The first thing that’s clear about this project and its founder is that it takes an optimistic, constructive perspective of the problem it was born to solve.

Rather than dwelling on what afflicts the country, its focus has always been about what can be done. Salto–which is Spanish for jump or leap–is about the power of us as a community to remove obstacles. It specifically targets would-be emigrants who have a thoughtful plan to leave the country and opportunities waiting for them, but just don’t have the resources needed to start their journey.

One of the goals of this branding project was to start a conversation about refugees without falling into the institutional clichés of tent camps, borders, or distress. Instead of looking back at the pain left behind, Salto aims to look forward, to the bright future that we can help provide to survivors, and create a community around an optimistic perspective of immigration.

About a dozen different concepts were developed. What felt  combined with a simplification of the universally-known shape of a paper plane, what proved to be most effective, both conceptually and emotionally. A bright color palette was developed, and once paired with a clean sans serif typeface with large counters (the areas of a letter enclosed by it, in this case the uppercase A, O, P and R) we arrived at the solution needed: branding that delivers a message of hope. It also covers the basics: it’s recognizable from any distance, versatile so it can be used on many materials, and readable in low-quality prints or low light circumstances.

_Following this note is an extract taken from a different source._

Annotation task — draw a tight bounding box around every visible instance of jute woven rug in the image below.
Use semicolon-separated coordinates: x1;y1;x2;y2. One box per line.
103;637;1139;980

The brand was selected for the clarity of its message. When the mark was shown to audiences unfamiliar with project, they got the concept and its sentiments: “this is about migration”, “this project is related to migrants”, “this is about displaced populations”. The overall mood was always consistently understood thanks to a good practice of color psychology: while the person’s specific situation might be difficult, the project is optimistic in its approach. A clear message was being transmitted across different audiences, using just two polygons and a photograph.

Last year, Salto Project helped 22 people escape the county and rebuild their lives elsewhere. A GoFundMe campaign was opened in February 2018 to officially launch the project.  Along with branding, In-House also developed a simple one-page website in two languages, which you can visit here: saltoproject.org

Within a month of launching, Salto Project attracted press coverage by the Associated Press (and run by major papers including the NYTimes, the Chicago Tribune, News&Observer, and Mercury News) the TED blog, Caracas Chronicles, La Voz de Chile


“Starting a new brand can be something very intimidating. In-House International helped me all the way from the beginning of the campaign, helping me to understand exactly the message I needed to transmit to my audience. They created a simple, easy to remember name, built a wonderful design and brand around it and did it in a record time. They needed minimal feedback. A real joy working with them, and I am extremely pleased with the results. They talked to me, understood my needs and turned that into a wonderful execution of the concept, much better than anything I could have imagined in terms of branding, with superb, world class design.

I have gotten a lot of feedback about the campaign, and 100% of the feedback related to the design has been overwhelmingly positive. I totally recommend their services. They have the skill to understand your message and turn it into something beautiful and inspiring.”